Detecting Spam Blogs: An Adaptive Online Approach
Tuesday, September 25, 2007, 14:00pm - Sunday, September 25, 2005, 16:00pm
Splogs impact search engines that index the entire Web or just the blogosphere by increasing computational overhead and reducing user satisfaction. Hence, search engines try to minimize the influence of spam, both prior to indexing and after indexing, by eliminating splogs, comment spam, social media spam, or generic web spam. In this work we further the state of the art of splog detection prior to indexing.

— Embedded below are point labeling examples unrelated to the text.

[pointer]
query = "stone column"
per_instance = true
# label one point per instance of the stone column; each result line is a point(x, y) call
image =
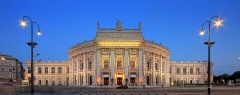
point(98, 66)
point(161, 70)
point(112, 60)
point(94, 68)
point(126, 60)
point(84, 69)
point(140, 66)
point(154, 70)
point(77, 70)
point(144, 68)
point(71, 80)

First, we have identified and developed techniques that are effective for splog detection in a supervised machine learning setting. While some of these are novel, a few others confirm the utility of techniques that have worked well for e-mail and Web spam detection in a new domain i.e. the blogosphere. Specifically, our techniques identify spam blogs using URL, home-page, and syndication feeds. To enable the utility of our techniques prior to indexing, the emphasis of our effort is fast online detection.

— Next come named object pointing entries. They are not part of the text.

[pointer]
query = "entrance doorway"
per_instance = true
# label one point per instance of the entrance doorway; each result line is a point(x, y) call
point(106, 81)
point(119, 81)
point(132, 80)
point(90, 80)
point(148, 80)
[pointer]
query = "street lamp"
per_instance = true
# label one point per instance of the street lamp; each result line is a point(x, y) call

Second, to effectively utilize identified techniques in a real-world context, we have developed a novel system that filters out spam in a stream of update pings from blogs. Our approach is based on using filters serially in increasing cost of detection that better supports balancing cost and effectiveness. We have used such a system to support multiple blog related projects, both internally and externally.
Next, motivated by these experiences, and input from real-world deployments of our techniques for over a year, we have developed an approach for updating classifiers in an adversarial setting. We show how an ensemble of classifiers can co-evolve and adapt when used on a stream of unlabeled instances susceptible to concept drift. We discuss how our system is amenable to such evolution by discussing approaches that can feed into it.
Finally, over the course of this work we have characterized the specific nature of spam blogs along various dimensions, formalized the problem and created general awareness of the issue. We are the first to formalize and address the problem of spam in blogs and identify the general problem of spam in Social Media. We discuss how lessons learned can guide follow-up work on spam in social media, an important new problem on the Web.